Both Catholics and non-Catholics in Europe, the United States, and in his home turf – Latin America – love Pope Francis, though he’s not well known in Africa, Asia, and the Middle East.

According to Pew Research’s Global Attitudes Project, “A median of 60 percent across 43 nations have a favorable view of the pontiff. Only 11 percent see the pope unfavorably, and 28 percent give no rating.”

Large majorities in Europe (84 percent), the United States (78 percent), and Latin America (72 percent) have a favorable view of the Argentine-born pope.

In Europe and the United States, 11 percent of respondents had a negative impression of the pope, with 8 percent of Latin Americans sharing that view. Surprisingly, 21 percent of Latin Americans responded that they “never heard of,” “can’t rate,” or “don’t know” about the pope.

Forty-four percent of Africans, 41 percent of Asians, and a quarter of Middle Easterners report favorable impressions of the pope, though over 40 percent of respondents in all three regions gave no rating.

In the Middle East, a quarter of respondents gave an unfavorable rating to the pope, more than double the percentage of any other region.

Those are the findings from a Pew report released Thursday, compiling several polls conducted between October 2013 and June 2014.

Perhaps unsurprisingly, Catholics rate the pope higher than non-Catholics, and the differences in Latin America are more pronounced than elsewhere.

For example, in the United States, 93 percent of Catholics and 74 percent of non-Catholics have a favorable impression of the pope, a difference of 19 points.

In Mexico, while 86 percent of Catholics rate the pope favorably, just 23 percent of non-Catholics do, a difference of 63 points. That trend holds elsewhere in Latin America, where Pentecostals and other Christian denominations have made inroads to the largely Catholic region, including Chile (42 percent gap), Brazil (45 percent gap), and El Salvador (56 percent gap).

Another report from Pew, released last month, found that while 84 percent of Latin Americans were raised Catholic, only 69 percent currently identify as such.

Catholicism is the only denomination in Latin America to lose ground, and a majority of those who left the faith did so seeking a denomination with more conservative views on social issues such as abortion, sex outside marriage, and homosexuality.
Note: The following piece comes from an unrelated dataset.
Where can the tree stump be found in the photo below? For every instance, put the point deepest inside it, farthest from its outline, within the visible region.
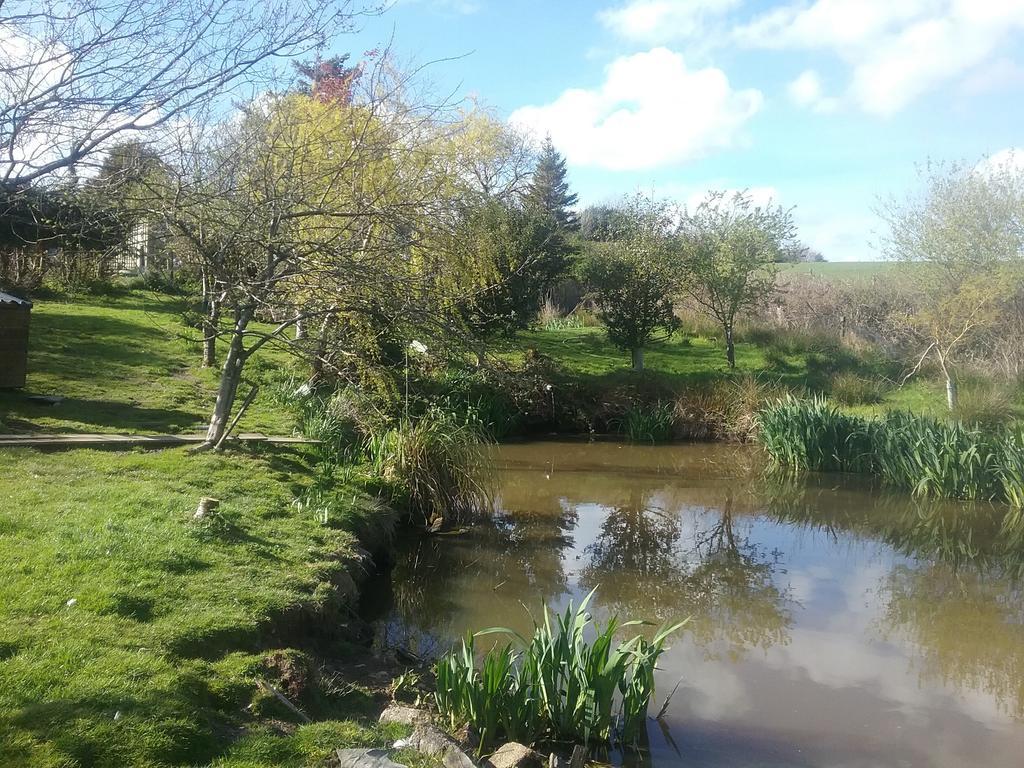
(207, 506)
This contrasts with the pope’s perceived openness to how the Church addresses these issues.

The pope’s highest unfavorable ratings come from predominantly Muslim nations, including Egypt (35 percent), Turkey, where the pope visited last month (32 percent), and Bangladesh (28 percent).

The pope has sent mixed messages on Islam. He led a world day of prayer against US-led airstrikes in Syria last September, but more recently, he gave tepid approval to airstrikes against the Islamic State. Like his predecessor, Pope Benedict XVI, Pope Francis used his visit to Turkey last month to pray in a mosque alongside Muslim leaders.

While Pope Francis enjoys global popularity, his numbers in the United States don’t show the same high levels of popularity as Pope John Paul II, who enjoyed a favorable view of 90 percent or more of Americans in Pew polls during the 1990s.

Benedict’s popularity in the United States peaked at 83 percent in 2008, when he visited New York and Washington, D.C., but by the end of his pontificate in 2013, it had dropped to 74 percent.

Pope Francis announced last month that he will travel to the United States next September, with a confirmed visit to Philadelphia for the World Meeting of Families. He is expected to accept invitations to visit New York to speak at the United Nations and Washington to give an address to Congress, which would be the first ever by a pope.

A perceived rift between the more liberal Pope Francis and conservative elements of the American hierarchy has lent a certain drama to his visit to the United States.

  • Philadelphia’s Archbishop Charles Chaput, for example, said news reports from the October synod on the family, during which bishops discussed hot-button issues including homosexuality and divorce, had led to confusion among Catholics.
  • Cardinal Raymond Burke, an American who was sacked from two prominent Vatican posts, said Catholics have told him they feel the Church under Francis is like a “ship without a rudder.”
  • And Cardinal Francis George, retired archbishop of Chicago, questioned in a Crux interview last month if Pope Francis knew how his words were being interpreted.

Many bishops, however, say they are simply taking the pope up on his invitation to express their views openly.

In a recent interview with Argentina’s La Nacion, the pope acknowledged resistance to his reforms, but called it “a good sign for me, getting the resistance out into the open, no stealthy mumbling when there is disagreement. It’s healthy to get things out into the open, it’s very healthy.”

According to Pew, the two surveys were “conducted from October 30, 2013 to March 4, 2014, among 14,564 respondents in nine Latin American countries, and another from March 17 to June 5, 2014, among 36,430 respondents in 34 countries.”